Mark Fawcett, CIO at the National Employment Savings Trust (NEST), has warned of “regret risk” when investing in alternative indexing.
The state-backed defined contribution (DC) master trust has around £162m (€205m) in assets and recently announced two emerging market equities mandates using alternative indexing.
It also amended its investment beliefs to mirror a move towards alternative indexing, suggesting index investing will in the long-run provide better returns in terms of risk, return and cost than active management.
It had amended its previous statement that passive investing was generally superior to active management.

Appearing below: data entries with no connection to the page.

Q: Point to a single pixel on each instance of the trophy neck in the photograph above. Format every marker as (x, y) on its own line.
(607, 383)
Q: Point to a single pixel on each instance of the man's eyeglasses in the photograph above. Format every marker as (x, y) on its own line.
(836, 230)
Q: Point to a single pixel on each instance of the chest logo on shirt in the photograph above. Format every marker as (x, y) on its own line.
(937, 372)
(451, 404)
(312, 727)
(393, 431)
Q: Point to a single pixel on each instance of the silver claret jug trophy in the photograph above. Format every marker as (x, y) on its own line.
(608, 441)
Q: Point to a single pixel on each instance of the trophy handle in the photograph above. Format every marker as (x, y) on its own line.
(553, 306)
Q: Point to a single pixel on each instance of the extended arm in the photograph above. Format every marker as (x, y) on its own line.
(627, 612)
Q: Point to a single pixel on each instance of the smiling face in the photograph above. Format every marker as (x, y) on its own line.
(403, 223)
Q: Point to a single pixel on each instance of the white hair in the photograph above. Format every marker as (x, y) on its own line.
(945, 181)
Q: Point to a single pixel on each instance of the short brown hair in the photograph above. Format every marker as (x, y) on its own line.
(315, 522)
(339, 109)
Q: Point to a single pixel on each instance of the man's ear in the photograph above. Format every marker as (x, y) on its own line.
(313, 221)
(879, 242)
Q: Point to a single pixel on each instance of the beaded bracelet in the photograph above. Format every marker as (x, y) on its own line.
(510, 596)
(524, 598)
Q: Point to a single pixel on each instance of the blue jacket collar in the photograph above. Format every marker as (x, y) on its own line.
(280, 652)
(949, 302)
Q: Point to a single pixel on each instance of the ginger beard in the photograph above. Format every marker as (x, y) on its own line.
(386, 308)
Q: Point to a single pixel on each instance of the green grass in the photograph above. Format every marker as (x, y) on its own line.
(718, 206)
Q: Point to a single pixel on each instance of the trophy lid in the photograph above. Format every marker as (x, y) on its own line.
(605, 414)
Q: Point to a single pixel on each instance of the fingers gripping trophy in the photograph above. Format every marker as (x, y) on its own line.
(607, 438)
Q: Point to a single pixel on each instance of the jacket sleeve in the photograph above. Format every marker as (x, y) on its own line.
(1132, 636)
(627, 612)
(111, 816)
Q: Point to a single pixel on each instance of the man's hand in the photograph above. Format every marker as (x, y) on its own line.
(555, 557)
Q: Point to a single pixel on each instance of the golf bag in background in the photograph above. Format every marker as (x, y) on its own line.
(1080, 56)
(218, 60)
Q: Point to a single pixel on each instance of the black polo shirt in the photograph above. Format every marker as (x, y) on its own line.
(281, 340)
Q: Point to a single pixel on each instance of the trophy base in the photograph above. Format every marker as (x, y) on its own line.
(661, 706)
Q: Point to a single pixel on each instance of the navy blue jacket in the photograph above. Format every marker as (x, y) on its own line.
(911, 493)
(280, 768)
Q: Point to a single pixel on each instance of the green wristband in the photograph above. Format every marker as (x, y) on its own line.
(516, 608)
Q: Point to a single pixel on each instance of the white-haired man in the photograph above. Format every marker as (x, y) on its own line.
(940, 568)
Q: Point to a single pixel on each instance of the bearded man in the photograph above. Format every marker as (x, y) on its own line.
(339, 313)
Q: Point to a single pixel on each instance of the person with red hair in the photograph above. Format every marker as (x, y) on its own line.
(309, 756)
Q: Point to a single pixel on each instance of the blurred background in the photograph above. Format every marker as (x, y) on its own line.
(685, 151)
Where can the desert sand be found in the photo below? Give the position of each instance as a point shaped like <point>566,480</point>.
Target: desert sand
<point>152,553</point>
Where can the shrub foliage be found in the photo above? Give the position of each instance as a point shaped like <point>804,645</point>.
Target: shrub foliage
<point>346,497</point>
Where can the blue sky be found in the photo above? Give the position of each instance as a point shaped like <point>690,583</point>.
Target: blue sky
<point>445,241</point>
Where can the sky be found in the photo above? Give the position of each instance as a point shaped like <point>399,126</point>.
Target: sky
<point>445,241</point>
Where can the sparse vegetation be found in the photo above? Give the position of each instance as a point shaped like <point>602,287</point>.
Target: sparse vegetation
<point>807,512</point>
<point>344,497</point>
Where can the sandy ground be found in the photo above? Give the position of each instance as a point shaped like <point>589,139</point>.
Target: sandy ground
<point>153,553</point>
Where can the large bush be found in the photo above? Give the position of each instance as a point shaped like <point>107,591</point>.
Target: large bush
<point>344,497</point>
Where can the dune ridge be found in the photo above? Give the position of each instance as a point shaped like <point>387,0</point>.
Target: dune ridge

However, Fawcett told IPE the fund simply wanted to acknowledge alternative indexing could be a good and cost-effective way to manage investments.
“One of the biggest risks about alternative indexing is the regret risk,” Fawcett said.
He warned against immediately comparing alternative index returns to market capitalisation returns.
“People can fall into the traditional story of going into something that then underperforms,” he said.
“We were very careful when we made our emerging market decisions not to be just chasing success.”
The fund has a 1.5% allocation to emerging market equities thus far, but Fawcett said the procurement was now in place to allow it to move to market, or overweight, when the internal team deemed it appropriate.
Despite the recent foray, NEST’s internal asset allocation team said it was not looking to make the default investment fund overly complex.
“We’re not looking to make this complex because that’s interesting and fun,” Fawcett said.
“As we get bigger and more sophisticated, managing the dynamic risk allocation will be more important.”
Fawcett did concede that recent Budget changes could force the UK’s largest master trust, with more than 1m members, to develop more complex fund choices for members.
It will research possibilities for low-cost drawdown given the current strategy is aimed purely at annuitisation – a product expected to diminish given the DC at retirement freedoms from April 2015.
Fawcett will evaluate the default investment strategy, and the appropriateness of target-date funds for members approaching retirement.
Some 99% of NEST members are currently invested in the default strategy despite additional options for ESG, low-growth, higher-risk and Sharia-compliant funds.
“The default strategy will remain important, but we may offer some choices alongside that, and they do not have to be target-date,” Fawcett said.
“We are thinking around post-retirement date funds. But we are trying things out and are not close to decisions.”
Seperately, NEST will consider offering the building block funds of its default investment strategy as individual options for members.